Software makers with sufficiently strong cash reserves and long planning horizons can consider letting copies go relatively unpunished to build up a user base. Once a large body of people is trained on the software and file extensions and other conventions are well established, there are high enough switching costs that there may be reason to buy later versions of the product, particularly if the registration process is tightened, the pricing is attractive, and/or competitors have been weakened.

-Use copying of entertainment to sell other entertainment.
The Grateful Dead's support of tape-swappers who were allowed to record concerts is a widely cited example. Other artists have used music downloads as an alternative path around the gatekeepers of radio playlists to build live audiences for concerts -- where the t-shirt concession is tightly protected against counterfeiters.

-Reconsider analog.
Several music labels, faced with plummeting CD sales, have turned to high-quality vinyl releases of both new and back catalog. Some high-end financial newsletters never left paper distribution. There are still many places where one can't conveniently read an electronic newspaper.

-Utilize advertising-supported distribution.
Archives are a perfect example: while a few newspapers have succeeded in charging subscriptions, most are failing to monetize their back issues with clumsy subscription or registration models which often don't support permanent linking from blogs or other sources of traffic. As paper newspapers continue to decline in circulation, the economic models of hybrid (digital + physical) production and distribution are ripe for reinvention. As a former big-city newspaper editor recently told me, this talk about the sky falling on newspaper ad revenues has happened before: in the late 1960s, political advertising moved overwhelmingly to television almost overnight, and the newspaper industry survived.

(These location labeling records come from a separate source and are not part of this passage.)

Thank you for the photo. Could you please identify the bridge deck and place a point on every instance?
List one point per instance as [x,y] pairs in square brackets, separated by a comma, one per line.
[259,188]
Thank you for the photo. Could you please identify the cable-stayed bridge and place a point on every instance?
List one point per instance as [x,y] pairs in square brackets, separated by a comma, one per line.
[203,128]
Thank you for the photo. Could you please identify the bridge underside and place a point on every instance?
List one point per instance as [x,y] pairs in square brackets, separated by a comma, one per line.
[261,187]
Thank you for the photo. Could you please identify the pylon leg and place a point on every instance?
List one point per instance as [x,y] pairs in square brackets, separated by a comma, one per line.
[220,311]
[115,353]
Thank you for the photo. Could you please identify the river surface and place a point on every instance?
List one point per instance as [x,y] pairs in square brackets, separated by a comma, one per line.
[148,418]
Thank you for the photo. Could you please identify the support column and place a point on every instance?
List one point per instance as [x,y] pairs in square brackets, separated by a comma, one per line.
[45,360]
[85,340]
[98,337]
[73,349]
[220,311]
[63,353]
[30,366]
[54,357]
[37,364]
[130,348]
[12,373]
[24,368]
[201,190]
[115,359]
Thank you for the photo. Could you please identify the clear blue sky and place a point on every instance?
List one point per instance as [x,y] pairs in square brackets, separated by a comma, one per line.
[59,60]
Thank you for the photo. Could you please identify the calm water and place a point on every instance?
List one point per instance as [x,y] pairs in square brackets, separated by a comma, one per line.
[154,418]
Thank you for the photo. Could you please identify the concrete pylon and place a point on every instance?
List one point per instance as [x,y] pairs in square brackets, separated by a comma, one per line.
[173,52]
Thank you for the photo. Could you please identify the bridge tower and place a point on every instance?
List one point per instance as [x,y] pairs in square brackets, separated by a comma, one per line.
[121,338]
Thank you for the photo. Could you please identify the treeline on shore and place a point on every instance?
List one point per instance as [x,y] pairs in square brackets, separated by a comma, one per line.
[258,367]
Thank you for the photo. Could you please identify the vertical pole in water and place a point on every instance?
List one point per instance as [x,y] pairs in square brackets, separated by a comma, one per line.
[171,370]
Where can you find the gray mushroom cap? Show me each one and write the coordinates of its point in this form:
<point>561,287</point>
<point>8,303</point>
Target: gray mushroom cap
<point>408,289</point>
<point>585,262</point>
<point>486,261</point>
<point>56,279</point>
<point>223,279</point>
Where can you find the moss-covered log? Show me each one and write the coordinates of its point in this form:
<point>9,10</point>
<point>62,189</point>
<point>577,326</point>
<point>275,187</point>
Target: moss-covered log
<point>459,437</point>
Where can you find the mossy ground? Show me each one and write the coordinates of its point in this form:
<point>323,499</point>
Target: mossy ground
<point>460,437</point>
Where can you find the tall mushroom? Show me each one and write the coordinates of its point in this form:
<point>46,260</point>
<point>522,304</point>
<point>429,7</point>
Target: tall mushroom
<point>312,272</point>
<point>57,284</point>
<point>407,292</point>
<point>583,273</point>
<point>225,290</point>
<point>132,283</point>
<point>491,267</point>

-Think of King Gillette and sell blades after giving away razors.
Giving away a multi-player game title free, or allowing users to copy it without restriction, provides software publishers with a powerful distribution channel (it used to be called "viral" back in the day). Recovering the cost can be more effectively achieved by making the proprietary on-line gaming environment a tightly controlled, for profit affair, with monthly or annual renewals: players will pay for access to other players, not for the plastic disc. Several online gaming environments (including Second Life) have spun off real economies based on cash flowing to merchants of virtual assets.

The list is not inclusive, but should suggest that there are enough viable responses to digital copying such that broad prohibition of all software copying will impose social costs that may outweigh proprietary benefits. It's important that there be open public debate to consider all of these potential costs, benefits, and risks of various courses of action. Copying and piracy, meanwhile, are not one and the same, but the rhetorical landscape tends to make this distinction harder and harder to draw. At the same time, true piracy -- illicit DVD pressing plants for example -- should be considered and addressed separately rather than being conceptually lumped in with the many gray areas of fair use.